Writing the Sports History BooksPreserving the University of Maryland's athletic archives combines this alum's passions for sports, research and primary sources.
By: Brittany Risher Wednesday, April 3, 2019 04:43 PM
Photos by Joshua Fernandez
Many rabid sports fans spend hours of their free time on their TVs, computers and phones poring over game highlights. For Laurainne Ojo-Ohikuare '14, the athletic archivist at the University of Maryland, it’s part of a day’s work: She helps digitize videotaped games before they become so grainy viewers can’t tell if they’re watching basketball or field hockey.
Ojo-Ohikuare, one of only three athletic archivists in the nation, is tasked with collecting, maintaining, organizing and publicizing any materials that support the story of University of Maryland's athletic history.
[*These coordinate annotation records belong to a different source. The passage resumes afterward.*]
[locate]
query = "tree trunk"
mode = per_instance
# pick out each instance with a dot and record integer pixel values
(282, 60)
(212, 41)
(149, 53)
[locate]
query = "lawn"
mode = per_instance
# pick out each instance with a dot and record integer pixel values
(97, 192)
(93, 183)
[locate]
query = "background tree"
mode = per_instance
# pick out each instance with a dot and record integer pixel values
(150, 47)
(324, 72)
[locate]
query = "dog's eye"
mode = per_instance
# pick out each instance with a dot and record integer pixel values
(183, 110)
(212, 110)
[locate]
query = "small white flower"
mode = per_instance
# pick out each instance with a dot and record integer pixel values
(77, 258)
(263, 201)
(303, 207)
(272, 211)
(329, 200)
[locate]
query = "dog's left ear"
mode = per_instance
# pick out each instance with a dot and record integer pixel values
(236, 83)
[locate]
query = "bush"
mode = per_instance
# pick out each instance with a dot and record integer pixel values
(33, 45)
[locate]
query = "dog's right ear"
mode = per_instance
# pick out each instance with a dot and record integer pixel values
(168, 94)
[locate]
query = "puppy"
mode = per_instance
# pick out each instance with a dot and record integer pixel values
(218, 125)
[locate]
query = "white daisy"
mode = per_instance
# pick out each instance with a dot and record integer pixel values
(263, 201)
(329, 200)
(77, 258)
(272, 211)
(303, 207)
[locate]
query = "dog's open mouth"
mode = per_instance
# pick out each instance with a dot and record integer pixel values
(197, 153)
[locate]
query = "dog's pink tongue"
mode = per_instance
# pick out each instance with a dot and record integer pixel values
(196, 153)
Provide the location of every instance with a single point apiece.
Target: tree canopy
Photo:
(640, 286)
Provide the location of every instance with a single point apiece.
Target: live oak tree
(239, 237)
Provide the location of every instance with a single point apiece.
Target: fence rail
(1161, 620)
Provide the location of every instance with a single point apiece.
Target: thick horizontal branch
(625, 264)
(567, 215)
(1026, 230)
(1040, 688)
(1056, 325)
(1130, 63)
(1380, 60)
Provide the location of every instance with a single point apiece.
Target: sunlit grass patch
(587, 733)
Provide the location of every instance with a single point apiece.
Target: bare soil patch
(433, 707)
It's a role that combines all of her passions.
Ojo-Ohikuare examines a 2013 "Maryland Pride" size-19 sneaker from the university's archive. The footwear is among more than 750 pieces that span decades of UMD athletic apparel history.
“To fuse my love for sports and athletic departments with my love of archives and primary source materials is a dream come true,” says the English major and computer science minor who played volleyball at Muhlenberg. “I get to teach students, alumni and everyone in the athletic department about their history.”
A job like this wasn’t on Ojo-Ohikuare's radar as a Mule. By her senior year, she wanted to be an English professor, so she planned to attend to New York University for a master's in Irish literature. Former Assistant Professor of History Kim Gallon suggested adding a master’s in information and library science, due to Ojo-Ohikuare's love of research, and Ojo-Ohikuare took her advice.
“Entering a dual degree is kind of nuts,” Ojo-Ohikuare says. “But collaborating with my professors and learning what I really liked kept me motivated.”
In some ways, it was a continuation of her time at Muhlenberg, where she says mentors like Gallon and Associate Professor of Computer Science Clif Kussmaul made her aware of opportunities and then gave her the confidence to make her own decisions. “I never felt completely lost. I knew what all my options were,” she says. “They gave it to me straight and I felt very supported.”
Today, she's pleased with her decision to join UMD.
“If you told me as first-year student that I'd become this, I don't think I would have said, 'Yeah!,'” she says. “But I love sports, I love watching sports, I love the technology part of libraries, I love research and I love primary sources. I'm really having fun and making sure athletic history is preserved and preserved properly.”